After a bit of tinkering, I was able to solve this by forcing pycuda to rebuild. We are now up and running again.

I had previously forced a reinstallation of the worker version 3.4.0, and this showed pycuda as building cleanly with no errors, so I’m not quite sure why this was necessary.

We appreciate the guidance from wtempel and rbs_sci. All of this discussion pointed us in the right direction for solving this problem.

2 Likes

Update from me also. With the 4.0.3 update, I wondered whether there was a minor change which might make 4 install. Nope, failed at the same point again: pycuda 2020.

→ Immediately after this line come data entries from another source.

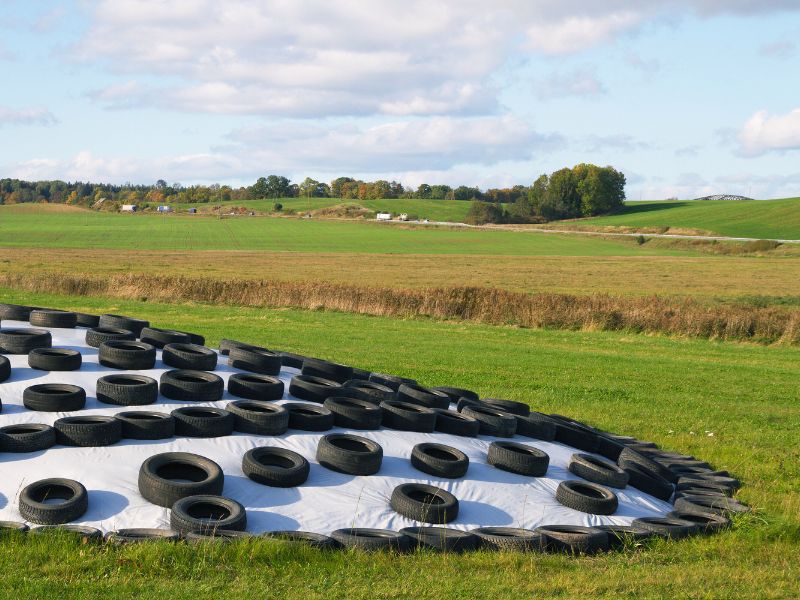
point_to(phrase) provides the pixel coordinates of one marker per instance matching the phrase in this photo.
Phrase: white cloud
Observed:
(26, 116)
(322, 58)
(579, 82)
(434, 145)
(764, 133)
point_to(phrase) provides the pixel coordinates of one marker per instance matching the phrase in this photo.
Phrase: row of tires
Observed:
(549, 538)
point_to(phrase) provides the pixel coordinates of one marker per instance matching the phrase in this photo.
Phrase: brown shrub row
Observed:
(482, 305)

The Master and Worker installed fine except for pycuda. I tried different version of CUDA, different versions of gcc and all failed the same way. I eval’d into the worker environment and installed pycuda 2022, connected the worker node and the T20S workflow goes all the way through without issue (except for submitting every job as requiring an SSD, when there is --nossd set during install) and an apoferritin test set also runs through to 1.97 Angstrom without issue (which is where it tends to stop in cryoSPARC). Currently running a lower symmetry example from a different 'scope through.

The errors thrown by pycuda are not very helpful, particularly since 2022 builds fine but 2020 included with cryoSPARC doesn’t.

That said, I’m not really happy with running a version of pycuda which cryoSPARC wasn’t designed for… even though everything appears to work. That system was only running Arch because it was some brand-new hardware which at the time would not boot on Ubuntu or CentOS. It’s time I reinstalled it.

Thank you for the update and the suggestion about T20S workflow particle caching.
Please can you confirm that you observed the pycuda installation error on Arch, but not on Ubuntu or CentOS?

Greetings.

I think this question was directed at rbs_sci, but for the sake of thread completion our system is CentOS 7.

Yes, I confirm a pycuda install error on Arch but not on Ubuntu 20.04 or 22.04.

I can copy the cryoSPARC installs somewhere safe and run through a full install again for both Ubuntu 22.04 and the current Arch box and save the logs if that would help?

Thank you for your kind offer. In our tests, installation on Ubuntu-22.04 worked, and we would be interested in learning about errors experienced by users on Ubuntu-{18,20,22}.04 (as well as RHEL family distributions).
In case you are planning a new installation or re-installation on Arch Linux anyway, a complete log of the installation commands, output and errors might be useful to us. We ask for your understanding, however, that support of our software on Linux Arch is not a priority for us right now.

@wtempel,

Aye, I know Arch isn’t officially supported.

When I get a chance, I’ll bundle up all install input and output on Arch.